À six mois du sommet de Copenhague sur les changements climatiques, nous venons (peut-être) d'entrer dans une nouvelle ère. Pour la première fois de l'histoire industrielle, en 2008, les investissements dans les énergies renouvelables (155 milliards $) ont surpassé ceux dans les énergies fossiles (122 milliards $). Les pollueurs d'hier deviendraient-ils les développeurs durables de demain?

L'écart devient encore plus marqué quand on ajoute les investissements dans les projets d'envergure en hydroélectricité : 39 milliards $. Nécessité fait foi de tout: ce sont principalement les pays émergents, la Chine, l'Inde et le Brésil, qui se tournent massivement vers les énergies renouvelables. Qui plus est, plusieurs compagnies, et pas des moindres, s'approvisionnent maintenant à 100% à l'éolien, au solaire et aux autres énergies non polluantes.

 

Il est tout de même ironique de constater que ce sont les entreprises qui se dirigent à toute vitesse vers ce point de bascule, alors que la plupart des gouvernements font encore du surplace. Elles n'ont guère le choix. Pour des raisons d'image, bien sûr, mais aussi parce qu'employés, clients, groupes écologiques et investisseurs, de plus en plus, exigent une production plus respectueuse de l'environnement.

Quelque 700 chefs d'entreprise, dont certains poids lourds comme Siemens, Pepsico et Ericsson, ont récemment réclamé des gouvernements un traité ambitieux de réductions des gaz à effet de serre. Un petit échantillon à l'échelle mondiale, certes, mais représentatif de l'émergence d'une nouvelle conscience.

Dans la foulée de cet appel, certains sont allés plus loin. Le Carbone Disclosure Project, qui représente 475 investisseurs institutionnels mondiaux, a dévoilé un modèle de lignes directrices sur les émissions de GES à inclure dans les rapports annuels des entreprises.

Tout ça ne surprend guère Jean Piette. «Plusieurs [administrateurs] se posent eux-mêmes des questions comme citoyens», remarque l'avocat de Québec, qui est aussi président du conseil d'administration du Conseil patronal de l'environnement du Québec (CPEQ).

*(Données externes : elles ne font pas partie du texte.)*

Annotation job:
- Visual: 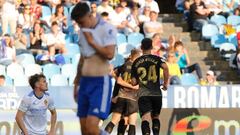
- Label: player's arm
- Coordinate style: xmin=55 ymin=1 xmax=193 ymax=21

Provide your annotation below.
xmin=48 ymin=109 xmax=57 ymax=135
xmin=15 ymin=110 xmax=28 ymax=135
xmin=117 ymin=76 xmax=138 ymax=90
xmin=73 ymin=56 xmax=84 ymax=101
xmin=161 ymin=63 xmax=169 ymax=90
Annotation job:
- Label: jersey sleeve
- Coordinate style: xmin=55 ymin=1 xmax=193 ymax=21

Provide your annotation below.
xmin=18 ymin=96 xmax=31 ymax=112
xmin=103 ymin=26 xmax=117 ymax=46
xmin=48 ymin=97 xmax=55 ymax=110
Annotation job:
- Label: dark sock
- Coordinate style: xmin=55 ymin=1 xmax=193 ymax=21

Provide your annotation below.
xmin=105 ymin=122 xmax=115 ymax=134
xmin=152 ymin=119 xmax=160 ymax=135
xmin=128 ymin=125 xmax=136 ymax=135
xmin=117 ymin=119 xmax=127 ymax=135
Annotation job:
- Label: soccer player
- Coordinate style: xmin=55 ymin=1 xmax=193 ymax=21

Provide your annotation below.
xmin=71 ymin=2 xmax=117 ymax=135
xmin=105 ymin=49 xmax=141 ymax=135
xmin=16 ymin=74 xmax=57 ymax=135
xmin=131 ymin=38 xmax=169 ymax=135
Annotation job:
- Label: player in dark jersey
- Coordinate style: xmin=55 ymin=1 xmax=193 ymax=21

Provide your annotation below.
xmin=131 ymin=38 xmax=169 ymax=135
xmin=105 ymin=49 xmax=140 ymax=135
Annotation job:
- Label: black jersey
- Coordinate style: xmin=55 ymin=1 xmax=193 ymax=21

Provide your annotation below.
xmin=118 ymin=61 xmax=137 ymax=100
xmin=131 ymin=54 xmax=165 ymax=96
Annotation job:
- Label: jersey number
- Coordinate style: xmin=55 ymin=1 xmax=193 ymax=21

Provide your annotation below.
xmin=137 ymin=65 xmax=157 ymax=85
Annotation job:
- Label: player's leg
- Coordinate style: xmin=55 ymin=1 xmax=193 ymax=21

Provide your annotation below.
xmin=77 ymin=77 xmax=89 ymax=135
xmin=151 ymin=96 xmax=162 ymax=135
xmin=79 ymin=118 xmax=87 ymax=135
xmin=105 ymin=112 xmax=122 ymax=134
xmin=138 ymin=96 xmax=152 ymax=135
xmin=87 ymin=76 xmax=112 ymax=135
xmin=105 ymin=97 xmax=125 ymax=133
xmin=117 ymin=117 xmax=128 ymax=135
xmin=127 ymin=99 xmax=138 ymax=135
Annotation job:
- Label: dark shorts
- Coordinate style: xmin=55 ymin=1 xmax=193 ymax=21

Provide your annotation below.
xmin=138 ymin=96 xmax=162 ymax=116
xmin=77 ymin=75 xmax=112 ymax=120
xmin=112 ymin=97 xmax=138 ymax=116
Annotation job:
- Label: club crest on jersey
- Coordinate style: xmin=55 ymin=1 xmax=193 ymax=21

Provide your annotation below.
xmin=44 ymin=99 xmax=48 ymax=106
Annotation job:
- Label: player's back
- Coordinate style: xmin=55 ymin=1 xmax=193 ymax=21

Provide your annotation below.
xmin=132 ymin=54 xmax=165 ymax=96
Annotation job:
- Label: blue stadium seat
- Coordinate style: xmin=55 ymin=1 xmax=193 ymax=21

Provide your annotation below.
xmin=228 ymin=34 xmax=238 ymax=47
xmin=210 ymin=15 xmax=227 ymax=26
xmin=117 ymin=33 xmax=127 ymax=45
xmin=180 ymin=73 xmax=198 ymax=85
xmin=219 ymin=43 xmax=237 ymax=59
xmin=7 ymin=63 xmax=24 ymax=78
xmin=50 ymin=74 xmax=68 ymax=86
xmin=211 ymin=34 xmax=228 ymax=48
xmin=127 ymin=33 xmax=144 ymax=47
xmin=17 ymin=53 xmax=35 ymax=66
xmin=227 ymin=15 xmax=240 ymax=26
xmin=24 ymin=64 xmax=42 ymax=76
xmin=202 ymin=24 xmax=219 ymax=40
xmin=13 ymin=75 xmax=29 ymax=86
xmin=42 ymin=64 xmax=61 ymax=79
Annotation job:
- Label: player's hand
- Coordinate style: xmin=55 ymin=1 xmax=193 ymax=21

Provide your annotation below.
xmin=112 ymin=96 xmax=118 ymax=103
xmin=160 ymin=84 xmax=167 ymax=91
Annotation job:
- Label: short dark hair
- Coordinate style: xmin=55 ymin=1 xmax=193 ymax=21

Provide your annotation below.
xmin=141 ymin=38 xmax=153 ymax=50
xmin=28 ymin=74 xmax=46 ymax=89
xmin=71 ymin=2 xmax=90 ymax=21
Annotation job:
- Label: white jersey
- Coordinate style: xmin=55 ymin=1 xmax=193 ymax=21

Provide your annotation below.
xmin=79 ymin=17 xmax=117 ymax=57
xmin=19 ymin=91 xmax=55 ymax=135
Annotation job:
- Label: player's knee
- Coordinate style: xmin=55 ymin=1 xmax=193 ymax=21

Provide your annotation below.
xmin=128 ymin=125 xmax=136 ymax=135
xmin=105 ymin=122 xmax=115 ymax=134
xmin=152 ymin=119 xmax=160 ymax=135
xmin=141 ymin=121 xmax=150 ymax=135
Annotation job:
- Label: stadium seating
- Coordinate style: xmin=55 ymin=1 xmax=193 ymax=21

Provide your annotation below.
xmin=202 ymin=24 xmax=219 ymax=40
xmin=180 ymin=73 xmax=198 ymax=85
xmin=50 ymin=74 xmax=68 ymax=86
xmin=210 ymin=15 xmax=227 ymax=26
xmin=42 ymin=64 xmax=61 ymax=79
xmin=61 ymin=64 xmax=77 ymax=77
xmin=17 ymin=53 xmax=35 ymax=66
xmin=24 ymin=64 xmax=42 ymax=77
xmin=211 ymin=34 xmax=228 ymax=48
xmin=227 ymin=15 xmax=240 ymax=26
xmin=228 ymin=34 xmax=238 ymax=47
xmin=127 ymin=33 xmax=144 ymax=48
xmin=117 ymin=33 xmax=127 ymax=45
xmin=0 ymin=65 xmax=6 ymax=75
xmin=219 ymin=43 xmax=237 ymax=59
xmin=13 ymin=75 xmax=29 ymax=86
xmin=7 ymin=63 xmax=24 ymax=78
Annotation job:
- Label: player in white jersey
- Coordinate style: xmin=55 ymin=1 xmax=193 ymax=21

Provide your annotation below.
xmin=16 ymin=74 xmax=57 ymax=135
xmin=71 ymin=2 xmax=117 ymax=135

Bien sûr, certains en profitent pour faire de l'écoblanchiment (green washing) et d'autres sont plus motivés par les enjeux financiers liés à un marché du carbone qu'aux considérations écologiques. Il note quand même un changement culturel important dans des entreprises comme Rona, Bombardier ou le Cirque du Soleil.

«Elles font encore des dommages, d'accord, mais pas de la même façon qu'avant. Il y a une réelle volonté d'atténuer les impacts et leur empreinte écologique au maximum», me dit-il. Les entrepreneurs répondent à d'autres types de signaux que les gouvernements, dont l'objectif, trop souvent, est de rester au neutre en mimant le mouvement.

«Ça prend une vision»

Évidemment, ce sont de grosses machines souvent soumises à une forme d'inertie créée par la résistance au changement, tant à l'interne (les fonctionnaires) qu'à l'externe (la population). N'empêche. Les politiciens n'ont plus vraiment le choix. La pression populaire se fait de plus en plus forte pour que nous réinventions la planète et les règles qui la gouvernent. «Une politique ne doit pas se limiter à donner des amendes. Ça prend une vision», prévient Me Piette.

Suggestion: ils n'ont qu'à regarder du côté de la déclaration commune d'une trentaine de chefs de file canado-américains en environnement et en conservation. Pour s'attaquer aux grands problèmes écologiques de notre temps, ils suggèrent sept pistes d'actions dont celle-ci: «Augmenter les investissements dans le secteur des énergies renouvelables, de l'efficacité énergétique et de la conservation de l'énergie. Ces investissements auront pour effet de favoriser la prospérité grâce aux nouvelles technologies et de stimuler la création d'emplois dans le secteur des énergies propres.»

Et ainsi émergeront de nouvelles façons de faire qui permettront de conserver les acquis de la modernité, sans la pratique de la terre brûlée actuelle.

Ce nouveau modèle, malgré toutes ses imperfections, s'avèrera certainement plus respectueux de l'environnement. Il subira encore quantité de soubresauts, en raison de la crise économique, notamment.

Mais il nous permet d'espérer un monde meilleur où nous cesserons d'hypothéquer l'avenir de ceux qui nous suivent.